Info 435/635: Seminar on Applications of Information Science
Notes on Reading a Research Paper
These notes are based on observing my own reading
habits, which are influenced by the types of paper that I read, the disciplines
that are of interest to me, and the fact that almost everything that I want
to refer to is online.
Why am you reading the paper?
There is never enough time
to read everything in depth. Here are some reasons for reading a paper:
- Awareness – to
know that there is a paper on a specific topic by certain authors. It may
be sufficient to read the title, the list of authors, and the abstract. A
glance at the bibliography will give context to the paper.
- Skim – to
understand the main themes of the paper. Reading quickly through the
paper will give a general view of the methodology and the achievements claimed.
Details of experiments or the proof of mathematical results will probably
be skipped over.
- Thorough – for one's own understanding. This is the theme
of the rest of this Web page.
- Source for one's own work. When making
use of a paper in one's own work (e.g., an algorithm or some mathematics),
there is often a part that needs to be understood in great detail, while
other sections can be skimmed.
- Review. The purpose of a review is two-fold:
to make suggestions to the author for changes; and to recommend that the
paper be published in a journal or accepted for a conference. This is beyond
the scope of this Web page.
Who wrote the paper and why?
Papers are written by
people for a purpose. Who are the authors? Why did they write this paper? Where
was it published?
Superficially, research papers are written to tell the world about new scholarship
and research, but that is not the whole story. There are cultural differences
between various research groups and between different discipline; papers will
reflect these cultural difference.
Journals and conferences have criteria for
accepting papers; any sensible author adheres to the guidelines and emphasizes
aspects that will appeal to the reviewers.
Academic authors are seeking for
the prestige that helps their careers; they may divide a program of work into
small sections, so that they can publish several papers, or write different
versions for different audiences. A junior researcher (e.g., a Ph.D. student)
has a different view than an established authority.
Context
When reading a paper thoroughly expect to spend considerable time reading
things other than the paper itself, for example:
- Surveying
papers that are cited by the paper. They will be listed in the bibliography
or in footnotes.
- Looking for papers that cite this paper. Citeseer is
a useful tool for this purpose.
- Reading other papers by the same
authors. Authors usually list their publications on their personal Web sites.
- Checking
terminology in dictionaries or by online searching.

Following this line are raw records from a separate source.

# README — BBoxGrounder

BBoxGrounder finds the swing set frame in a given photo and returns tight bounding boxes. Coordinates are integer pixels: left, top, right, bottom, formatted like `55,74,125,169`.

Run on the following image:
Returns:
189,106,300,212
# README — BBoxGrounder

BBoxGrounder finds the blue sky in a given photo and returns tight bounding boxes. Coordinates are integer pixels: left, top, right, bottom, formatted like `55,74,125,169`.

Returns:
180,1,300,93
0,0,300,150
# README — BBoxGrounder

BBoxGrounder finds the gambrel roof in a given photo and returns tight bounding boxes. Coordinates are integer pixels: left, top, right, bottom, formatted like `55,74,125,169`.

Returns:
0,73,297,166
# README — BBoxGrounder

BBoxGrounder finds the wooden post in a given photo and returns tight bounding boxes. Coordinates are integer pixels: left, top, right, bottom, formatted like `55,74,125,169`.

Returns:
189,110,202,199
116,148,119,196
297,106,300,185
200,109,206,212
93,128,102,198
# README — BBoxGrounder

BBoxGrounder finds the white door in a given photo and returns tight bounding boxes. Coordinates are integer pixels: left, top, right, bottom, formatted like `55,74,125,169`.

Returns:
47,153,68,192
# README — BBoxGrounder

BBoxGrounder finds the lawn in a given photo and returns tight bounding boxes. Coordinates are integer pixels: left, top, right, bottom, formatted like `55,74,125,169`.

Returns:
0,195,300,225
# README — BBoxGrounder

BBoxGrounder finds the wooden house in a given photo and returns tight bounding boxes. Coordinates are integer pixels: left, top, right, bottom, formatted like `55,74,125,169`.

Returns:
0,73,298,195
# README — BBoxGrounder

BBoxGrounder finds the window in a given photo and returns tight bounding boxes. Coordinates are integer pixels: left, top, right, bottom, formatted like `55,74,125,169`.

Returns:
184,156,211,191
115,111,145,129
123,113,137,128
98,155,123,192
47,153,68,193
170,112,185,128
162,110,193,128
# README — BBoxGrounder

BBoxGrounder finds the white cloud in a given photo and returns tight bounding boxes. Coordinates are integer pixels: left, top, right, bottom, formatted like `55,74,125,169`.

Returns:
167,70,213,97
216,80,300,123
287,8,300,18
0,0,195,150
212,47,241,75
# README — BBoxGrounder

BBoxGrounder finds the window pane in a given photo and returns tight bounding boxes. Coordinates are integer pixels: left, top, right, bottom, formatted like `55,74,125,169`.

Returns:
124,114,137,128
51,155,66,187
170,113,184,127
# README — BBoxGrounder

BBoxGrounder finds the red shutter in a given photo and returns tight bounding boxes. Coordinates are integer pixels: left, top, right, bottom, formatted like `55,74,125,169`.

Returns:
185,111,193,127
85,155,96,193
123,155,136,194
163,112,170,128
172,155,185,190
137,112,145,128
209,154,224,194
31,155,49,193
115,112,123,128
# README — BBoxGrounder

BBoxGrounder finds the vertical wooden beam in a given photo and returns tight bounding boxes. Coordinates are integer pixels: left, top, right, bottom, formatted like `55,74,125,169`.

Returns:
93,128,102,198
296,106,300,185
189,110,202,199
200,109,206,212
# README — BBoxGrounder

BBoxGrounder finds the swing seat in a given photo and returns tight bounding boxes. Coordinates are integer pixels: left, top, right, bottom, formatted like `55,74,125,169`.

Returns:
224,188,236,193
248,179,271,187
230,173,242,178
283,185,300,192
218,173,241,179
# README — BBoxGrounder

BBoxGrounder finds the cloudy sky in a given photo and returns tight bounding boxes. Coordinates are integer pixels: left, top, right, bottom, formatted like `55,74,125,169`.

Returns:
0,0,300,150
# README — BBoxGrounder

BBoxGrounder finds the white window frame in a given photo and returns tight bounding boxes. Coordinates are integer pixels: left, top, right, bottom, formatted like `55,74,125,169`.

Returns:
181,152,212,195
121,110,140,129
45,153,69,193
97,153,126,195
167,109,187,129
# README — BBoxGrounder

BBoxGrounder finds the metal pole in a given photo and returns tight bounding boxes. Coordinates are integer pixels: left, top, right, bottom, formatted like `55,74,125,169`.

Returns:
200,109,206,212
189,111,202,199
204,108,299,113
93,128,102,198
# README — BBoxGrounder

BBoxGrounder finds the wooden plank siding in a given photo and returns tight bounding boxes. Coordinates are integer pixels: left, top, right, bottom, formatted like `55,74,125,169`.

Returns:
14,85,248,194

- Checking my understanding of techniques, algorithms, or mathematical methods used by the paper. Mathworld
and Wikipedia are useful sources for mathematics.
For these reasons, it is of great help to be online when reading a paper.
Note taking
Some people take extensive notes when reading a paper, others rely more
on their memory. (When reading thoroughly, I will usually save a digital
copy of the paper which I annotate in red, highlighting points that I find
particularly relevant or interesting.)
To understand a technical paper, it helps to have a sheet of paper
to expand the ideas in your own manner. Many papers are very compressed.
Often this is because the authors are writing for a journal or conference
that has a limit on the length of a paper. To fully comprehend their work,
you need to expand the steps that they have left out. For example.
- Build understanding of an algorithm of complex mathematics by working
a simple numerical example.
- Derive mathematical steps that the paper skips over.
- Draw a diagram to illustrate some aspect of a computer system.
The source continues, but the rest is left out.